Potentially Widespread Vulnerability
According to the alert, five out of nine prominent VPN service providers that Perfect Privacy reviewed allowed attackers to gather the real IP addresses of people using their services. Others are likely vulnerable to the attack as well, the company said.
Port forwarding is a technique for directing network connections to specific devices behind a network router. It is needed when a resource on the Internet needs to connect directly with a computer or server behind a router or a network firewall. For instance, an individual running a game server behind a router might want to use port forwarding to enable other players to connect to the server via a specific port.
The problem, according to Perfect Privacy, is that many VPN service providers who offer port forwarding do so in a manner that lets an attacker unmask the IP addresses of those using the service.
Easy to Execute and Target IP Addresses
In order to unmask a victim’s IP address, an attacker would first need an account with the VPN service provider. The attacker would also need to find a way to get the victim’s exit IP address — for instance, by luring the victim to a website controlled by the attacker or via Internet relay chat.
To carry out an attack, cybercriminals then set up port forwarding on the same VPN server that the victim is on and trick the victim into accessing a specific port on the server.

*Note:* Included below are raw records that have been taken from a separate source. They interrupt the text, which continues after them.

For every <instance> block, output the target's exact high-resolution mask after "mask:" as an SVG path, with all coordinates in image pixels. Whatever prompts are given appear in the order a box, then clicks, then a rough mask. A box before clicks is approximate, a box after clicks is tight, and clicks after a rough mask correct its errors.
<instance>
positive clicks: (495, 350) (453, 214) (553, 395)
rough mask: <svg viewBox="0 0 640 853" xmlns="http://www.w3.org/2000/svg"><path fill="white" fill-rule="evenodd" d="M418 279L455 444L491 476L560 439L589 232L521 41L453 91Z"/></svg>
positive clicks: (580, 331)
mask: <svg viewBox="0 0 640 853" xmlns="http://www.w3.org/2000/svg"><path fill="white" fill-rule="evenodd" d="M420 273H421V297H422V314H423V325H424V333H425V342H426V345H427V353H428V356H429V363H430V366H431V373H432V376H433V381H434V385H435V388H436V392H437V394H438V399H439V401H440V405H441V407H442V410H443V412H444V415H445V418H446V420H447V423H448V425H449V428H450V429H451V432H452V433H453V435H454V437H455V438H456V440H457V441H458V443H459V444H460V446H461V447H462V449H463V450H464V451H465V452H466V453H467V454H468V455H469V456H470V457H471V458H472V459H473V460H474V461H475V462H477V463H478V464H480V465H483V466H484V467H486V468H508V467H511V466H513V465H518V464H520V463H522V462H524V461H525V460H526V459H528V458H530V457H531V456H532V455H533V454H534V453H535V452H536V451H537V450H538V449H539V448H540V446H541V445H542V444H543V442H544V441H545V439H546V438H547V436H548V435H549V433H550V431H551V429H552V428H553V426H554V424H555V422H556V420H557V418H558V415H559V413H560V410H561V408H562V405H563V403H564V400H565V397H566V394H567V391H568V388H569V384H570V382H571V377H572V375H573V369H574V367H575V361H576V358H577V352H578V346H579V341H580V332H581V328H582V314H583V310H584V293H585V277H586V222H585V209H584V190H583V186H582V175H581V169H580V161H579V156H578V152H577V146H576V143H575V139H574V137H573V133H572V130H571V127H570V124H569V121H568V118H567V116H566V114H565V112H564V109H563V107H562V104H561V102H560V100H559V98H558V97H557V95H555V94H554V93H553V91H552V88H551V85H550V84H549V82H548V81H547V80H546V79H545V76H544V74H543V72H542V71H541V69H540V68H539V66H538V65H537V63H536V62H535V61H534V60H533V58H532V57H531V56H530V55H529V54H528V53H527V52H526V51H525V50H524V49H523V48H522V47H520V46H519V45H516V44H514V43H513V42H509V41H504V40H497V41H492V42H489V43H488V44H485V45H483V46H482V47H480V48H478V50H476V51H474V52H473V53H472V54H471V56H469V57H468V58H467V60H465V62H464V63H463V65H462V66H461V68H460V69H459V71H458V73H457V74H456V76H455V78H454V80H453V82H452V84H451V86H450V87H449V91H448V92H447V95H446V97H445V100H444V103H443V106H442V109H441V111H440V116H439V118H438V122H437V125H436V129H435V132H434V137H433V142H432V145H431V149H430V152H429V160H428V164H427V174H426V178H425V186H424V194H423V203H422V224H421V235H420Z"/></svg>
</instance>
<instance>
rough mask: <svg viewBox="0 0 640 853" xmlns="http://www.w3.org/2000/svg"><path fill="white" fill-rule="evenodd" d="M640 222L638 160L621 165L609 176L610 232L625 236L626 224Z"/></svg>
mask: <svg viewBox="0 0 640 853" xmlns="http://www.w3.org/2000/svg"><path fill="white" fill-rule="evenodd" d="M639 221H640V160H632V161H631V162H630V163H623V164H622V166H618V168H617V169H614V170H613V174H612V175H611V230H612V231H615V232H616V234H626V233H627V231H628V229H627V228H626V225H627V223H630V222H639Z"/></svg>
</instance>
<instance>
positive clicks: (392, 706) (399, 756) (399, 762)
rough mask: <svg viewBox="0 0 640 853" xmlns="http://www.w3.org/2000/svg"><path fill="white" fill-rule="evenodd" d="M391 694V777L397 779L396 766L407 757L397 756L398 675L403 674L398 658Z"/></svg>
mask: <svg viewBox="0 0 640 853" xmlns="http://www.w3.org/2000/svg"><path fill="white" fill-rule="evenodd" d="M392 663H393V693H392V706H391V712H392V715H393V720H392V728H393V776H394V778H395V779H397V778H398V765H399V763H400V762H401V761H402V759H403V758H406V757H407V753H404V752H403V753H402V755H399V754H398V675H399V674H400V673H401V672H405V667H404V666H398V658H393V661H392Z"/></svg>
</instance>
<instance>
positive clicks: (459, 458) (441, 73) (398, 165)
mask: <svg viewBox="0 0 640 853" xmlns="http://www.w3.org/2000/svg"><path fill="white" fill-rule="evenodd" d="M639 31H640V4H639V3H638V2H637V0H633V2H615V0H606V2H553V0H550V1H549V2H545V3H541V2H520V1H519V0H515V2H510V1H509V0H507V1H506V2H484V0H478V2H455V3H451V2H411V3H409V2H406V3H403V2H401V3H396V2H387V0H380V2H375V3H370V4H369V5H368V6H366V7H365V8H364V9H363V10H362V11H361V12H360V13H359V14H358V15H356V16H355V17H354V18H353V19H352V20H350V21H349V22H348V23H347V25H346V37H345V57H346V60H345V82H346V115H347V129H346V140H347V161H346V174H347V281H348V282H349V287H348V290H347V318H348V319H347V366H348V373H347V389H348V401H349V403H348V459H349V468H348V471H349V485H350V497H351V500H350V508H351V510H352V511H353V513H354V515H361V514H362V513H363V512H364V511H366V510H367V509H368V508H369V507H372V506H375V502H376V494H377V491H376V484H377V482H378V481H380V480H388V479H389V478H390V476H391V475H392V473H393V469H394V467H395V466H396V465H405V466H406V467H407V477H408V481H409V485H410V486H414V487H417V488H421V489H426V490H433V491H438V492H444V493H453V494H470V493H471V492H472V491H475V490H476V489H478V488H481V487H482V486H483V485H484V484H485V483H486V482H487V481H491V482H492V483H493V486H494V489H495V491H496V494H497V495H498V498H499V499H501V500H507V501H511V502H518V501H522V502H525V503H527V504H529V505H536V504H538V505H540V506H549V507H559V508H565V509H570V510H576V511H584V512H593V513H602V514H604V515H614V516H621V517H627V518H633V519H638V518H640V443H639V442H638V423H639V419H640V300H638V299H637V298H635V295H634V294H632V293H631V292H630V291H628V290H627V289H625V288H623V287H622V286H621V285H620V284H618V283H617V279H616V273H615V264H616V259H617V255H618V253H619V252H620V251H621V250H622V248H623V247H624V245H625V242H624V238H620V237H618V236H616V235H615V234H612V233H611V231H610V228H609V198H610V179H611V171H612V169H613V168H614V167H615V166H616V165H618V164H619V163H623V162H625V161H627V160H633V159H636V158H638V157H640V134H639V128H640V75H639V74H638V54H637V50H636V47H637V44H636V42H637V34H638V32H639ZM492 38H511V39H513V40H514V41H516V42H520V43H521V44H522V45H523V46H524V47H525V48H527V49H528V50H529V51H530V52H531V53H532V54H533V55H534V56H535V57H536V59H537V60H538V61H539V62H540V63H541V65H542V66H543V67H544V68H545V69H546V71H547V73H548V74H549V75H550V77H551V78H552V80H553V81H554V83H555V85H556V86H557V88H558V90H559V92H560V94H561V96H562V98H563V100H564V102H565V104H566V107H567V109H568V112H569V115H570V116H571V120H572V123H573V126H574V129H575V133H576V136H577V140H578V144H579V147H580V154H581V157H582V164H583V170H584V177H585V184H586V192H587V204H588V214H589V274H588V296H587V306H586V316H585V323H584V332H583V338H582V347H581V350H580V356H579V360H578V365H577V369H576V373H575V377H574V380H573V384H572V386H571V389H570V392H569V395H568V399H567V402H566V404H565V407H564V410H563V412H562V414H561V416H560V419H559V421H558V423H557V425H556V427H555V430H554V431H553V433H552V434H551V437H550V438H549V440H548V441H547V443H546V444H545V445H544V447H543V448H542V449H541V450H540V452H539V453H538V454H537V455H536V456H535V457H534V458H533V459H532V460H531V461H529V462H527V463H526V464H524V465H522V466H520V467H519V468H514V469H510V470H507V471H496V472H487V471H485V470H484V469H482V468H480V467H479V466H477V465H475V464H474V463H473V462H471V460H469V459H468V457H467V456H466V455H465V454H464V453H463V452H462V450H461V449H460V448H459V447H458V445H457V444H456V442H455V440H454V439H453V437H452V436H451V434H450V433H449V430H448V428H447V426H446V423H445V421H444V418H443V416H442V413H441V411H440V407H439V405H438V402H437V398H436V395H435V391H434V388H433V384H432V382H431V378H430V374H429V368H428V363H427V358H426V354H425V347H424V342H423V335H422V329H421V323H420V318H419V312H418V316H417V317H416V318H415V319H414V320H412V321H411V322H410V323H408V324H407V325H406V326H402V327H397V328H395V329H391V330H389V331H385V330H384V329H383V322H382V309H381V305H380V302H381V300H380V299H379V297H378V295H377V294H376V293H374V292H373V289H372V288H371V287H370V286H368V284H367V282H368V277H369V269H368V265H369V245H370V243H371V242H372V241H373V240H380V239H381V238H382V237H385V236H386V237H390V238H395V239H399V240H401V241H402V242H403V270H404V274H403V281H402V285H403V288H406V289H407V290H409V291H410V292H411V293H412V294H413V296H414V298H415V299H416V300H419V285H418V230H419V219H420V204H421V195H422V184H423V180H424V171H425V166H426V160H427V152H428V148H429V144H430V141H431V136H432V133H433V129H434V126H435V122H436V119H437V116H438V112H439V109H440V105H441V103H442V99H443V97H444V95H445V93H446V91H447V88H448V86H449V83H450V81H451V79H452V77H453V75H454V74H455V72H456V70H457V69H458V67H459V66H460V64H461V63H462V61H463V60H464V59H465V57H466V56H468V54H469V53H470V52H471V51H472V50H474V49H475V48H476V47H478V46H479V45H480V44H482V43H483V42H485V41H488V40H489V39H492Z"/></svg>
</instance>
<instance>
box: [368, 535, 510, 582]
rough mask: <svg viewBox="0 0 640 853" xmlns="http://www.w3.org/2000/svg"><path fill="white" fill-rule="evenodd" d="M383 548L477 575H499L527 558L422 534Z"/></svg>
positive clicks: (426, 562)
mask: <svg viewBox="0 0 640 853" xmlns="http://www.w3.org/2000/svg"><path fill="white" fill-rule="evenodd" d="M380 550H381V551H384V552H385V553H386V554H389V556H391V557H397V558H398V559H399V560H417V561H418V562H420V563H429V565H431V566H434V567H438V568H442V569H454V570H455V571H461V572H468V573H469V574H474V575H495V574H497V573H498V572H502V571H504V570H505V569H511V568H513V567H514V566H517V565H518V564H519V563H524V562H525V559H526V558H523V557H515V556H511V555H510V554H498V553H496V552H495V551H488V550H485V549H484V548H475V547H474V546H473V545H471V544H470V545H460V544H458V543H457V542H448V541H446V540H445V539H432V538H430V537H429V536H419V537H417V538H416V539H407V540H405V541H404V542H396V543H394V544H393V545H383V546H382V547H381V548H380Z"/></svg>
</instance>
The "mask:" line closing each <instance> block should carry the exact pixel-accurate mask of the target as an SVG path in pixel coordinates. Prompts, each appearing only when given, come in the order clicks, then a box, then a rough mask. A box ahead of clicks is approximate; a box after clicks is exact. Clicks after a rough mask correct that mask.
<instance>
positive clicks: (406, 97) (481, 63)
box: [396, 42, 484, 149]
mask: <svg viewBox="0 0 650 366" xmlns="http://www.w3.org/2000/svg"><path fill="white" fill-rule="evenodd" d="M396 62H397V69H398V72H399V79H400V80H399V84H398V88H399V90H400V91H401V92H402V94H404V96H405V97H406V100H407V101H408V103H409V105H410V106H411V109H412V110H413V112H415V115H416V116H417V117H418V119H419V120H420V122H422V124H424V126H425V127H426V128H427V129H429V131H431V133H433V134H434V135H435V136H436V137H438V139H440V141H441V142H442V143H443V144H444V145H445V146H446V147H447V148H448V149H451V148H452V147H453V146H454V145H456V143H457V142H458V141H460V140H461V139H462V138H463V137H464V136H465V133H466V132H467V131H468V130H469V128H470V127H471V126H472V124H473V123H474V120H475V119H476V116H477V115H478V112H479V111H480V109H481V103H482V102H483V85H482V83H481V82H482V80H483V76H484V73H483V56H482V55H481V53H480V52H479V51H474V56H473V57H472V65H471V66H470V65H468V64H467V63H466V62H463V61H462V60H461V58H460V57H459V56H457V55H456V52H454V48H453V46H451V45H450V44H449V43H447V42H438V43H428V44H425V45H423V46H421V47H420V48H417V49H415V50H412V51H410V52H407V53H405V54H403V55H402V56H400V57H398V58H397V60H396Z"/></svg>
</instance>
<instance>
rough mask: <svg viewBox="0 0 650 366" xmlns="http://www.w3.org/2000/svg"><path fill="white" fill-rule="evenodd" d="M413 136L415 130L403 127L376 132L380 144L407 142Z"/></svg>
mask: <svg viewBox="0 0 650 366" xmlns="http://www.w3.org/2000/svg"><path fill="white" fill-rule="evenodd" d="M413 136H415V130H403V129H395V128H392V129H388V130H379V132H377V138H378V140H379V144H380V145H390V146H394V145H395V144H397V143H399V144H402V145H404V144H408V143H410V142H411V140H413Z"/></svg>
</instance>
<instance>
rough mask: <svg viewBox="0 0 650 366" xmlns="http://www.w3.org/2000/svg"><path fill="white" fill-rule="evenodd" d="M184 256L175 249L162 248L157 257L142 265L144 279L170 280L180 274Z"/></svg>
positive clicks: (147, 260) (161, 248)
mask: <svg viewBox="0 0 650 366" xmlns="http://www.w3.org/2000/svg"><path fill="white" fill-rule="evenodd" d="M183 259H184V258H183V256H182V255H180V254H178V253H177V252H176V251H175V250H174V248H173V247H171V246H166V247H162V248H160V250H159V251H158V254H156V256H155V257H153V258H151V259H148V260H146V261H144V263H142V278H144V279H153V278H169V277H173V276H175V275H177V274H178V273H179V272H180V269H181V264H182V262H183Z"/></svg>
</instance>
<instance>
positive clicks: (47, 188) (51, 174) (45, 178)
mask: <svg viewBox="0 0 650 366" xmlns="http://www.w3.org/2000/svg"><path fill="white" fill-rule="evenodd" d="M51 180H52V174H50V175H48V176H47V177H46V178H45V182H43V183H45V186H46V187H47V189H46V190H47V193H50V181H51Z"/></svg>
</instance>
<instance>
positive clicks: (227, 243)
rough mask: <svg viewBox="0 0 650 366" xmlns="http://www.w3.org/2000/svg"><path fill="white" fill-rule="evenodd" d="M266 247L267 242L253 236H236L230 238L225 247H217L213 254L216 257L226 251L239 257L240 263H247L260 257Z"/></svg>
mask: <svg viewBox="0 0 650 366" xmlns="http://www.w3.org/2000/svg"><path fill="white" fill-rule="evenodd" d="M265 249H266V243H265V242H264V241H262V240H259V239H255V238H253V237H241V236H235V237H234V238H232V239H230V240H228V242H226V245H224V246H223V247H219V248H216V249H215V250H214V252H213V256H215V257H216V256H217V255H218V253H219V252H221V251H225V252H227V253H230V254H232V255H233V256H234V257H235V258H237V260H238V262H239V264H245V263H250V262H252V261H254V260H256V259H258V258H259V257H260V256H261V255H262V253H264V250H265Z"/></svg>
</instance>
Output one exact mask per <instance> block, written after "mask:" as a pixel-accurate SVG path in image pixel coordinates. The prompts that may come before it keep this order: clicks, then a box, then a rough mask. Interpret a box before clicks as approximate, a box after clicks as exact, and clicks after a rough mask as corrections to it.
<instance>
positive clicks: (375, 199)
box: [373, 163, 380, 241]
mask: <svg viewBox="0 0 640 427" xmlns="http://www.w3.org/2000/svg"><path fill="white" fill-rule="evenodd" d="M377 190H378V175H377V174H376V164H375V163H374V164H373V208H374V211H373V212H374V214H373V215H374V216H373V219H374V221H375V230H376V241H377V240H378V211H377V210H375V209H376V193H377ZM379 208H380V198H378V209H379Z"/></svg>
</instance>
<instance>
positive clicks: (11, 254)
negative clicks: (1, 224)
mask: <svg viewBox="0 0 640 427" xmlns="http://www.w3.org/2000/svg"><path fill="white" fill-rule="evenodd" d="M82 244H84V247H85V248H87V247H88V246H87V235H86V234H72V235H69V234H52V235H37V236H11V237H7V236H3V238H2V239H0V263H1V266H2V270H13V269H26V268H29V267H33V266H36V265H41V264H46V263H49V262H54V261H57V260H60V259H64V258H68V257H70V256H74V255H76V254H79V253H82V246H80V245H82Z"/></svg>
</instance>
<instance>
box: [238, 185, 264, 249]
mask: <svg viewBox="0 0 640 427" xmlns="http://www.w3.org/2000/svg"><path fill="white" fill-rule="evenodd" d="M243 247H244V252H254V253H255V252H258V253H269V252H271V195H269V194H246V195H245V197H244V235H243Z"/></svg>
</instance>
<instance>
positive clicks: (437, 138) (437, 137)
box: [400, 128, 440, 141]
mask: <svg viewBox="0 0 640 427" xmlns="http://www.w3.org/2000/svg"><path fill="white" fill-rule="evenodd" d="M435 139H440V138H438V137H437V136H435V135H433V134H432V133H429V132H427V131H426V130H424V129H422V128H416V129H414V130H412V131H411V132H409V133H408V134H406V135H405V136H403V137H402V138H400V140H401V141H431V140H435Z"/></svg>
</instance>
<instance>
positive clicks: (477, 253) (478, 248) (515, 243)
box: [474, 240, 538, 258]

“If another user [the attacker] has port forwarding activated for his account on the same server, he can find out the real IP addresses of any user on the same VPN server by tricking him into visiting a link that redirects the traffic to a port under his control,” Perfect Privacy said.
By getting a victim to click on an image file, for example, an attacker that has enabled port forwarding would be able to see the real IP address of the victim since users need their real IP address in order to connect, the company said.
All five VPN service providers who were found to be vulnerable to this issue were informed of the problem so they could address it before the vulnerability was publicly released.
Serious Privacy Risk
People who use VPN services typically do so for security and privacy reasons, so news of a vulnerability that undermines the anonymity users have come to expect from such services is a big deal. Darren Martyn, a developer and penetration tester, described Port Fail as a potentially critical privacy risk — especially for people who use VPN services to cloak their BitTorrent downloads.
In a blog post, Martyn outlined a sample attack showing how someone could unmask Torrent users by essentially bulk registering accounts on vulnerable VPNs and enabling port forwarding. He described his attack as being easy to pull of by anyone with the budget to buy VPN accounts with multiple service providers. Copyright litigation firms in particular may find the Port Fail vulnerability a good way to go after BitTorrent users, he said.
VPN providers won’t be going away, but users may have to alter practices to cover their tracks and remain aware of security vulnerabilities. Similarly, providers will need to patch flaws immediately to prevent cybercrime from affecting their users.